Günümüz Çocuklarının Beslenme Düzeni
Çocukların büyük bir kısmı çok fazla miktarda abur cubur yemektedir. En sağlıklı sofralar bile çeşit çeşit patates cipsleri ile doludur. Ayrıca, çocuklara ödül niyetine verilen sağlıksız yiyecekler de çoğumuzun sofrasında hazır bulunur. Kararlı bir anne ya da babanın bile, süpermarkette kendisinden (oyuncak hediyeli) çikolata ve bol şekerli müsli satın almasını isteyen çocuğuna karşı direnmesi oldukça zordur. Çocuğunuza istediği şekerlemeyi almak, tüm akşam dırdırı-nı çekmekten çok daha kolaydır. Ebeveynleri, çocuklarına boyun eğmeye iten şey cahillik ya da ilgisizlik değildir; anne ve babaları yanlış yolda gitmeye zorlayan şey yorgunluk ve bıkkınlıktır. Hayatları zaten hiç de kolay olmayan anne ve babalar için, çocuklarının yiyip içtikleri ile uğraşmak bile oldukça zordur.

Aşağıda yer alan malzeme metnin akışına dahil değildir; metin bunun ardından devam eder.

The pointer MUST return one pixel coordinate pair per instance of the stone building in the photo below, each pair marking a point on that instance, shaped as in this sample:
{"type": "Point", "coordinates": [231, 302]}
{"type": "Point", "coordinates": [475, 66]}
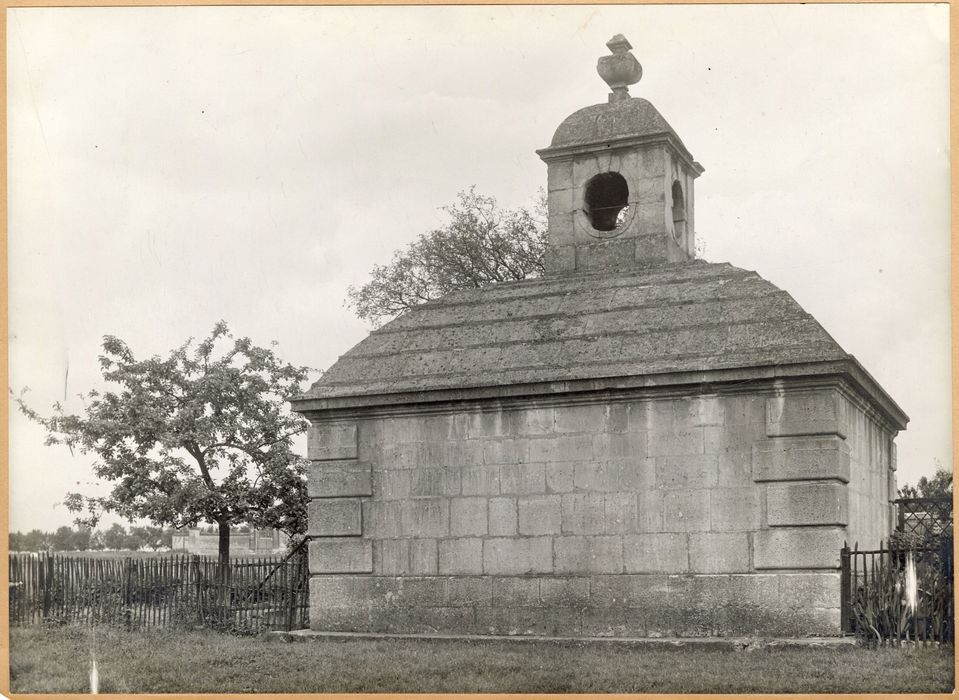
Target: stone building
{"type": "Point", "coordinates": [637, 443]}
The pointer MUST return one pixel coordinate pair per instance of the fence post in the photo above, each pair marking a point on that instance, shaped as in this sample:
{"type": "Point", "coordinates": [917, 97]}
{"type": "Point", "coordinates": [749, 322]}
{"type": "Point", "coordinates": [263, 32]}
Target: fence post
{"type": "Point", "coordinates": [844, 586]}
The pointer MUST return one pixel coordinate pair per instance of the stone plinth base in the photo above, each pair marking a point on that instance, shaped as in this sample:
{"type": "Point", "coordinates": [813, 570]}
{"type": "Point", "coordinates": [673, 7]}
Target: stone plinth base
{"type": "Point", "coordinates": [779, 605]}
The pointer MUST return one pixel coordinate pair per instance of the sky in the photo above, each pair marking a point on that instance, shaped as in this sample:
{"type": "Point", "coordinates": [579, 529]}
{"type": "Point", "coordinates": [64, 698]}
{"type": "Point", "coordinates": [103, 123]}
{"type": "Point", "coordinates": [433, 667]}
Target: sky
{"type": "Point", "coordinates": [171, 167]}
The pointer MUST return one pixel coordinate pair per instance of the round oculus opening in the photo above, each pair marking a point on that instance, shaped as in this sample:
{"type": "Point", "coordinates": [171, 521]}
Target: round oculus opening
{"type": "Point", "coordinates": [606, 201]}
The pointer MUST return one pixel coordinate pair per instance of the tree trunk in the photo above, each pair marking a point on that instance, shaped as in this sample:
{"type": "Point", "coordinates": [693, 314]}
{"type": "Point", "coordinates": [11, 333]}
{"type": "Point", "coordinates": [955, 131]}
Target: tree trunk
{"type": "Point", "coordinates": [223, 528]}
{"type": "Point", "coordinates": [223, 587]}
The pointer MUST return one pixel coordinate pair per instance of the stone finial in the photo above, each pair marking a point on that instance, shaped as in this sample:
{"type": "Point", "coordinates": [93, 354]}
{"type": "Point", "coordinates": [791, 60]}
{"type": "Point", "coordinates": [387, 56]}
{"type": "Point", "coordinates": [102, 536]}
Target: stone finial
{"type": "Point", "coordinates": [619, 70]}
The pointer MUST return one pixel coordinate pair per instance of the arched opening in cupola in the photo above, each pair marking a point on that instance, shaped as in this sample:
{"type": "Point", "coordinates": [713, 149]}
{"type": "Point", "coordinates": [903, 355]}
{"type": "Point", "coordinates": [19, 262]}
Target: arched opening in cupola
{"type": "Point", "coordinates": [606, 201]}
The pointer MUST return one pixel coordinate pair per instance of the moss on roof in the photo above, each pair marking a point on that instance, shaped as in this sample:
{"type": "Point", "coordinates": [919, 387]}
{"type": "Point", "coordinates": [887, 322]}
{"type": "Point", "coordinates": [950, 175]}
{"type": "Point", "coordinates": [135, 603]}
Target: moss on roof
{"type": "Point", "coordinates": [694, 316]}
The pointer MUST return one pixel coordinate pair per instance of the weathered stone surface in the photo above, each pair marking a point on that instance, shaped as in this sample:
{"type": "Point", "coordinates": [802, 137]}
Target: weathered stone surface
{"type": "Point", "coordinates": [525, 478]}
{"type": "Point", "coordinates": [560, 477]}
{"type": "Point", "coordinates": [330, 517]}
{"type": "Point", "coordinates": [589, 418]}
{"type": "Point", "coordinates": [806, 413]}
{"type": "Point", "coordinates": [820, 590]}
{"type": "Point", "coordinates": [469, 516]}
{"type": "Point", "coordinates": [431, 348]}
{"type": "Point", "coordinates": [463, 555]}
{"type": "Point", "coordinates": [528, 621]}
{"type": "Point", "coordinates": [687, 441]}
{"type": "Point", "coordinates": [621, 513]}
{"type": "Point", "coordinates": [816, 503]}
{"type": "Point", "coordinates": [540, 515]}
{"type": "Point", "coordinates": [564, 592]}
{"type": "Point", "coordinates": [718, 552]}
{"type": "Point", "coordinates": [801, 458]}
{"type": "Point", "coordinates": [502, 517]}
{"type": "Point", "coordinates": [470, 591]}
{"type": "Point", "coordinates": [391, 557]}
{"type": "Point", "coordinates": [735, 509]}
{"type": "Point", "coordinates": [335, 479]}
{"type": "Point", "coordinates": [797, 548]}
{"type": "Point", "coordinates": [686, 511]}
{"type": "Point", "coordinates": [511, 556]}
{"type": "Point", "coordinates": [434, 481]}
{"type": "Point", "coordinates": [655, 553]}
{"type": "Point", "coordinates": [601, 554]}
{"type": "Point", "coordinates": [515, 592]}
{"type": "Point", "coordinates": [583, 514]}
{"type": "Point", "coordinates": [331, 441]}
{"type": "Point", "coordinates": [480, 480]}
{"type": "Point", "coordinates": [336, 555]}
{"type": "Point", "coordinates": [423, 556]}
{"type": "Point", "coordinates": [425, 517]}
{"type": "Point", "coordinates": [687, 471]}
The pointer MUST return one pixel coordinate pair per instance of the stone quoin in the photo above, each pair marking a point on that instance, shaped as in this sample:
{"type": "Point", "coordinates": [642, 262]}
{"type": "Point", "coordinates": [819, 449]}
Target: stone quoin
{"type": "Point", "coordinates": [638, 443]}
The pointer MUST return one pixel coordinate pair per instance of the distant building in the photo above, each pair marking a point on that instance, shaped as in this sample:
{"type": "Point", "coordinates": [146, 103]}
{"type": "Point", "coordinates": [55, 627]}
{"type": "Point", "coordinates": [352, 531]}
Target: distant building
{"type": "Point", "coordinates": [242, 544]}
{"type": "Point", "coordinates": [638, 443]}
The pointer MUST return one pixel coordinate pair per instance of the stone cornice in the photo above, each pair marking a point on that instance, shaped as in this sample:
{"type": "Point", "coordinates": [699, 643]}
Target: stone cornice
{"type": "Point", "coordinates": [847, 375]}
{"type": "Point", "coordinates": [562, 152]}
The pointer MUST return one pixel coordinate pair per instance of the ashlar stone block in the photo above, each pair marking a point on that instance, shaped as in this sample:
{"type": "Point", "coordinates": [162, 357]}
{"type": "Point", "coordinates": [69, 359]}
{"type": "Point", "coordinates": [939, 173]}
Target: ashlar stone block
{"type": "Point", "coordinates": [338, 478]}
{"type": "Point", "coordinates": [540, 515]}
{"type": "Point", "coordinates": [735, 509]}
{"type": "Point", "coordinates": [687, 471]}
{"type": "Point", "coordinates": [331, 441]}
{"type": "Point", "coordinates": [469, 516]}
{"type": "Point", "coordinates": [332, 517]}
{"type": "Point", "coordinates": [509, 592]}
{"type": "Point", "coordinates": [719, 552]}
{"type": "Point", "coordinates": [600, 554]}
{"type": "Point", "coordinates": [801, 458]}
{"type": "Point", "coordinates": [523, 478]}
{"type": "Point", "coordinates": [424, 556]}
{"type": "Point", "coordinates": [656, 553]}
{"type": "Point", "coordinates": [583, 514]}
{"type": "Point", "coordinates": [564, 592]}
{"type": "Point", "coordinates": [471, 591]}
{"type": "Point", "coordinates": [502, 517]}
{"type": "Point", "coordinates": [391, 557]}
{"type": "Point", "coordinates": [463, 555]}
{"type": "Point", "coordinates": [686, 511]}
{"type": "Point", "coordinates": [817, 503]}
{"type": "Point", "coordinates": [425, 517]}
{"type": "Point", "coordinates": [506, 556]}
{"type": "Point", "coordinates": [797, 548]}
{"type": "Point", "coordinates": [806, 413]}
{"type": "Point", "coordinates": [340, 555]}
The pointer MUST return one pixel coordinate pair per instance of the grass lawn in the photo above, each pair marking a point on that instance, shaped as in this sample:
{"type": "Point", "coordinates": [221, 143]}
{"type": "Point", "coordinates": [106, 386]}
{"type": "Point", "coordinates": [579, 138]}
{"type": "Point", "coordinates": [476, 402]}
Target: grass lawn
{"type": "Point", "coordinates": [57, 660]}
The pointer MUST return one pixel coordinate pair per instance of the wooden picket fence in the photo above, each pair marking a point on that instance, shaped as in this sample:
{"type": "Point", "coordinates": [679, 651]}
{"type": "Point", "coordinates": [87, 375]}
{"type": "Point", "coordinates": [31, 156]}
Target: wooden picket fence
{"type": "Point", "coordinates": [249, 595]}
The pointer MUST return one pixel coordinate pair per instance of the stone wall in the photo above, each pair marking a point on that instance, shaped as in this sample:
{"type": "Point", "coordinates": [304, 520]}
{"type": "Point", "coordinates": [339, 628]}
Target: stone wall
{"type": "Point", "coordinates": [661, 515]}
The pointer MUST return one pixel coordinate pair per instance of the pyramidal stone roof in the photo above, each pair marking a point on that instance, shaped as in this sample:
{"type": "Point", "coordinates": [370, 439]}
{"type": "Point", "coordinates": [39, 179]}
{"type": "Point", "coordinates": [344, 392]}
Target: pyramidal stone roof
{"type": "Point", "coordinates": [693, 316]}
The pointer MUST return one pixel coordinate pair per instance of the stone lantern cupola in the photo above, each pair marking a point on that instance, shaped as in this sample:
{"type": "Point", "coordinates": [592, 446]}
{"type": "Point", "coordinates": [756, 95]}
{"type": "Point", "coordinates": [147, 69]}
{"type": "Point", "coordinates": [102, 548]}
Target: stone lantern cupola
{"type": "Point", "coordinates": [620, 181]}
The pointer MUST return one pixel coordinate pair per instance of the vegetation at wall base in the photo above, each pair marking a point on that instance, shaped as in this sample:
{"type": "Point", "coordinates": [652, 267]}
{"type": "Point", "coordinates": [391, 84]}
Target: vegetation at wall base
{"type": "Point", "coordinates": [159, 661]}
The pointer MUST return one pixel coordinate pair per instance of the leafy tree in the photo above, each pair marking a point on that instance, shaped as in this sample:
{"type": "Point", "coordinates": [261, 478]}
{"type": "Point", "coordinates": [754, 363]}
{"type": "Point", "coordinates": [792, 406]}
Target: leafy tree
{"type": "Point", "coordinates": [482, 244]}
{"type": "Point", "coordinates": [62, 540]}
{"type": "Point", "coordinates": [36, 541]}
{"type": "Point", "coordinates": [152, 537]}
{"type": "Point", "coordinates": [116, 537]}
{"type": "Point", "coordinates": [202, 435]}
{"type": "Point", "coordinates": [939, 486]}
{"type": "Point", "coordinates": [81, 538]}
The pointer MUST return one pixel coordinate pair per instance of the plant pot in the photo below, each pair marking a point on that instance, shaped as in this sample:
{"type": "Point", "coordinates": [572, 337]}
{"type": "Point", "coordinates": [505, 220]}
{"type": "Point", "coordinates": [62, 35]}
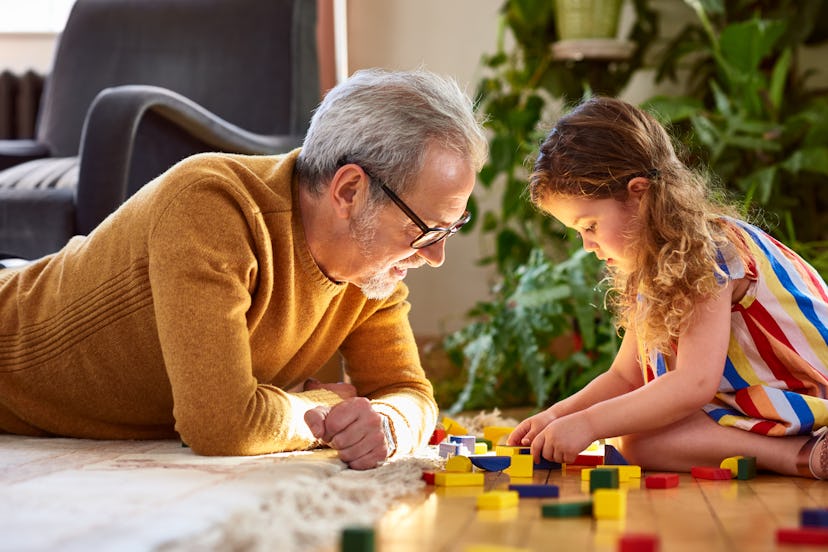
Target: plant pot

Bu nedenle, aşırı işlenmiş ve besin değeri olmayan yiyeceklerden uzaklaşarak, çocuklarımıza hem şimdiki hem de ileriki yaşantılarında kaliteli ve sağlıklı bir hayat tarzı sağlayacak olan besinleri tercih etmeliyiz. Aslına bakarsanız, ne tüm dünyayı ne de insanların beslenme sistemlerini bir gecede değiştirmemiz mümkün değildir. Bu nedenle içinde bunduğumuz koşulları göz önünde bulundurarak, gereken değişikleri yavaş yavaş yaparak yaşamayı öğrenmeliyiz. Çocuklarımızdan arkadaşlarının seve seve yediği (sağlıksız) yiyeceklerin tümünden uzak durmalarını istememiz oldukça zordur çünkü çocuklar arkadaşları ne yapıyorsa onu yapmak isterler. Çocuklar arkadaşlarından farklı olmak istemezler. Yiyecek konusunda arkadaşlarından daha farklı alışkanlıklara sahip olan bir çocuk, “cüzamlı” muamelesi görür. Böyle bir şey, beş yaşındaki bir çocuğun bile moralini bozar ve özgüvenini alıp götürür. Çocuklarımızdan kendilerini dış dünyadan soyutlamalarını isteyemeyiz. Bu nedenle çocuklarımıza sağlıksız beslenen insanların yaşadığı bir dünyada sağlıklı beslenmeyi ve dolayısıyla sağlıklı yaşamayı öğretmemiz gerekmektedir. Çocuklarımıza hayatları boyunca çeşitli konularda denge kurabilmeyi de öğretmeliyiz -örneğin, çocuklarımıza iyiyle kötüyü, sağlıksızla sağlıklıyı kıyaslayarak, bunlar arasında bir denge kurmayı göstermemiz gerekmektedir. Beslenme, kurulacak bu türden bir denge için en ideal örnektir.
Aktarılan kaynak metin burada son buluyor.